Photo of Louise Bourgeoise, Credit Unknown

The Artist’s Imagined and Actual Life

Life is an endless series of challenges. We often lack the courage to approach, and the knowledge to solve them. But life isn’t just an accumulation of challenges – it’s also an endless series of experiences. Challenges can become experiences, and help us to proceed better next time. Nevertheless, we need to accept life as an endless accumulation of problems: when one is solved, the next one appears. As a result, there’s always a biggest problem right in front of us. This can be intimidating – but by understanding problems as personal growth opportunities, we can accept and solve them. We can find our place in the world.

Everyone understands the creativity required to be an artist – it’s a cliché by now. The artist’s knowledge of aesthetics and semantics, the histories of their media and paragons, the skills required to master their crafts, the urge to materialize thought, opinion and emotion into matter – these are core parts of any artistic practice. For historic reasons, this is where art schools usually stop their discussion, leaving graduates with rather romantic ideas about their profession: if the curriculum doesn’t discuss business and personal growth, can it really be essential? The artist’s imagined life doesn’t need any of this.

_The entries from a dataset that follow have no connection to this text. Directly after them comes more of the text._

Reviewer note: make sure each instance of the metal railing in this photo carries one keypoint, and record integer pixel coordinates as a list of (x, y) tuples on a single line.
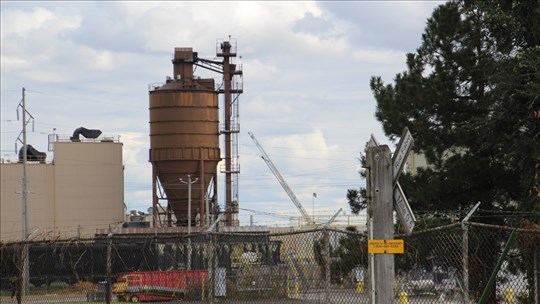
[(310, 266)]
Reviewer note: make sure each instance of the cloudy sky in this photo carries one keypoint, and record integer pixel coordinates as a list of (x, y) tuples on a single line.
[(306, 96)]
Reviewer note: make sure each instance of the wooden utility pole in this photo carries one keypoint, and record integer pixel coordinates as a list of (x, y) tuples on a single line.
[(380, 221)]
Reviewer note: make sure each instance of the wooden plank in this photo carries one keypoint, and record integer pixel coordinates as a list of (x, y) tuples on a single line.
[(386, 246), (402, 150), (381, 189)]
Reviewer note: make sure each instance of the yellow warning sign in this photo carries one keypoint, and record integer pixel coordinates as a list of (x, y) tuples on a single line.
[(385, 246)]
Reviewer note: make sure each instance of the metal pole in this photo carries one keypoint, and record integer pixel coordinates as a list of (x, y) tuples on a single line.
[(327, 265), (313, 206), (535, 274), (189, 182), (26, 264), (465, 228), (485, 293), (189, 204)]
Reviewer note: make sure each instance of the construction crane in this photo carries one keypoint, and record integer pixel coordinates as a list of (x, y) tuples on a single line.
[(296, 202)]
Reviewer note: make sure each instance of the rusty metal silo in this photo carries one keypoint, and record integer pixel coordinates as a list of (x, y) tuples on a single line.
[(184, 137)]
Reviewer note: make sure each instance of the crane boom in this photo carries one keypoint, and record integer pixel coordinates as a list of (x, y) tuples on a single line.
[(282, 181)]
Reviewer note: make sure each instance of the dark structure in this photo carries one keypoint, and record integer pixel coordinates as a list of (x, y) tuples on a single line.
[(32, 154), (88, 133)]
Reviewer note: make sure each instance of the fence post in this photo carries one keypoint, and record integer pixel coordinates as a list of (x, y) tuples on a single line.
[(327, 265), (211, 267), (465, 228), (381, 228), (20, 278), (109, 267), (485, 293), (535, 274)]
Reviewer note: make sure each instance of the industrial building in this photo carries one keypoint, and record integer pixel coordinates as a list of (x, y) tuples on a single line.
[(81, 190)]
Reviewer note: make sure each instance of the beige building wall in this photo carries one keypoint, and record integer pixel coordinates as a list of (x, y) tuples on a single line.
[(81, 191)]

The reality is different though: art has become a business. It’s possible to live from your creations, but that requires you to grow your business sense, and balance it with your work practice. Art done for the pure sake of personal expression can ignore this: professionals don’t have this luxury. With art schools mostly leaving business realities unmentioned, artists become professionals predominantly by learning from their mistakes: messing up gallery collaborations, missing out on sales opportunities, ignoring commission contracts or work insurances, failing at communicating to their collectors, suffering from burnout, screwing up their taxes – the list is endless and enraging: by so exclusively focusing on art practices, art schools foster an outdated, romantic, unrealistic and unreasonable approach to life. They focus on the creation of hobbyists, not professionals. 

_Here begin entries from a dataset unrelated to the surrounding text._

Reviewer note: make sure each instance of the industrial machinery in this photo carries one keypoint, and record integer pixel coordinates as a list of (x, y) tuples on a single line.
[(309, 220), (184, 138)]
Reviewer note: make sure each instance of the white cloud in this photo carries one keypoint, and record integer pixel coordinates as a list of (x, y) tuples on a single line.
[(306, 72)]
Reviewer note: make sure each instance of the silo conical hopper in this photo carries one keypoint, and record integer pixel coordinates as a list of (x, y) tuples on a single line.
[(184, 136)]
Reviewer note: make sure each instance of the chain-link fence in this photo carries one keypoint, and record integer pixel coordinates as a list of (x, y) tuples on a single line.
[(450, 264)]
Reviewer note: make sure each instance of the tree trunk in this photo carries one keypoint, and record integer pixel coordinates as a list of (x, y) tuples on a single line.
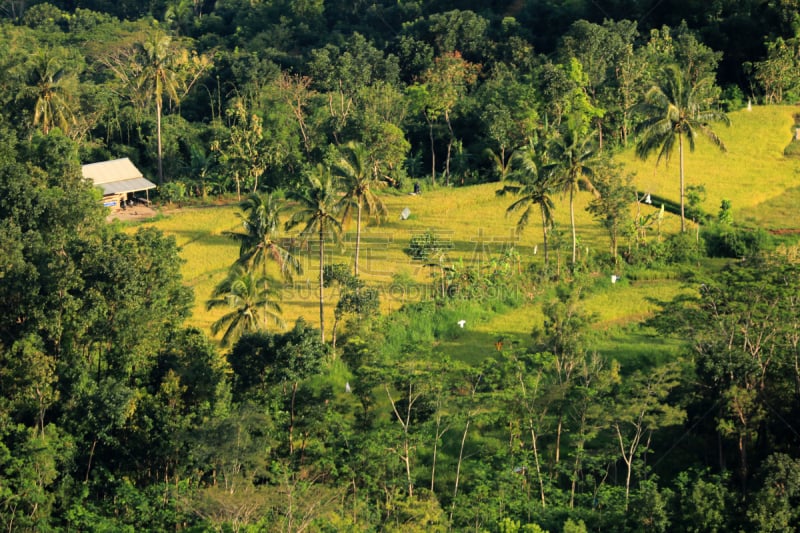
[(572, 221), (536, 461), (358, 235), (544, 235), (433, 152), (458, 466), (158, 141), (321, 284), (680, 153)]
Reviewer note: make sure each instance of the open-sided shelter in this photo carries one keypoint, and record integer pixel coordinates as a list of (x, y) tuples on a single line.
[(119, 179)]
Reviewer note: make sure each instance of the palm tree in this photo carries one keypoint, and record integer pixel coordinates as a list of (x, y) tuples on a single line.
[(573, 155), (249, 296), (320, 203), (51, 86), (533, 185), (360, 178), (158, 77), (257, 243), (155, 69), (674, 109)]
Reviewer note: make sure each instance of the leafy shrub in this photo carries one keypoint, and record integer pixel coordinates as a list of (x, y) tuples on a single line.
[(172, 191), (723, 240), (427, 245), (675, 249), (792, 149)]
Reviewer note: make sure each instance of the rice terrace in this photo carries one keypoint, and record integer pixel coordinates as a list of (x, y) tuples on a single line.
[(474, 221), (399, 266)]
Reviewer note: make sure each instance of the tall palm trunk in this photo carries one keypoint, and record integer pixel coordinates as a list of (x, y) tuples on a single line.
[(358, 235), (680, 155), (572, 221), (321, 287), (158, 135), (544, 235)]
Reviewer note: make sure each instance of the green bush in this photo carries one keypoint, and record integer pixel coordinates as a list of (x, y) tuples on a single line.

The expertises required to succeed as contemporary artist are immense. Artists traditionally think of topics outside of their work practice as hardships (“Can’t I please just continue sculpting?”): for professionals, this won’t be good enough. Aren’t artists the ultimate problem solvers? Isn’t the artist’s actual life the ultimate creative challenge? There cannot easily be a more holistically challenging, and thus potentially more gratifying job out there. Let’s therefore embrace the complexities of the real world, and become better artists along the way. To this end, the Handbook offers analyses and strategies beyond pure career advice. It wants you to thrive as an artist, as a business person and as a human being worthy of success.

To get there, you need to be circumspect, and perpetually increase your self-knowledge: who are you? How do you want to express yourself in your art practice and business relationships? How does success look like to you? By incorporating these questions into your everyday inquiries, you will become ever more sensitive to your surrounding’s changes and challenges. A seismograph of change and potential: an artist.